As indications pointing to prearrangement in the flight of Arthur Schreiber, “Yellow Bird” stowaway, grow, an attitude of criticism and disfavor toward the American Jewish youth is manifest in the metropolitan press.

While Schreiber is scheduled to sail this morning for the United States aboard the Leviathan, several metropolitan papers censure him in editorials, for endangering the lives of the plane’s crew. His behavior in Paris is likewise described as not proper. Letters sharply criticizing Schreiber have appeared in the “New York Times,” the “New York Evening Post” and the “New York Evening World.” The “Post” and the “World” take Schreiber to task editorially. Arthur Brisbane, writing in the “New York American,” which is publishing Schreiber’s story on the flight, declared that Will Rogers would apologize to Schreiber when he learned that Schreiber did not board the plane without the fliers’ knowledge.

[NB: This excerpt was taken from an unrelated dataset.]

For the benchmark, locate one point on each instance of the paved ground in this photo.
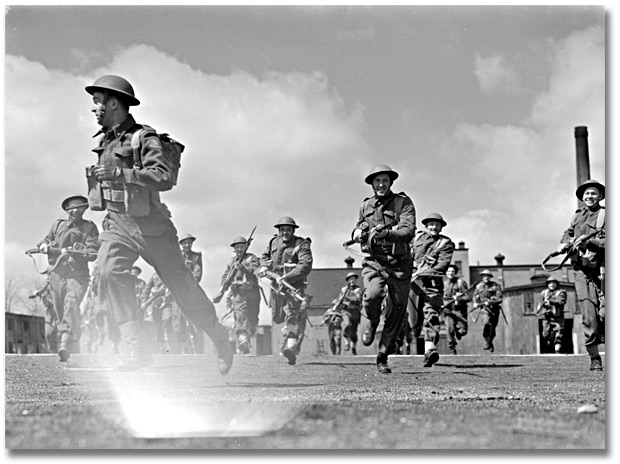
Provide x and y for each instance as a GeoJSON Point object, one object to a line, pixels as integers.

Prior to sailing on the Leviathan, the terms of the business arrangement between Schreiber and the three fliers were made public by Armeno Lotti, Jr. at a press conference in Paris. By the terms of the contract, 50% of Schreiber’s earnings through theatrical, newspaper or other enterprises are to be turned over to Jean Assolant and Rene Le Fevre. The major portion of the 50% will go to the two fliers, while a certain sum will go to widows and orphans of French aviators.

Lotti declared that despite the danger in which Schreiber had placed them, the fliers had no ill feeling against him and that ‘he will go home sure of the friendship of the three of us.”

Schreiber, at the suggestion of Lotti, reiterated that there was no prearrangement in his flight and that none of the fliers had connived with him. He said that he had previously approached Mr. Lotti and had definitely been turned down. He expressed his gratification over the treatment accorded him by the fliers, declaring, “I would gladly turn over to them not just half, but all I may receive. I feel that I owee them a debt which I can never repay.”

Several papers carry despatches describing commercial offers made to Schreiber, none of which, however, could be verified.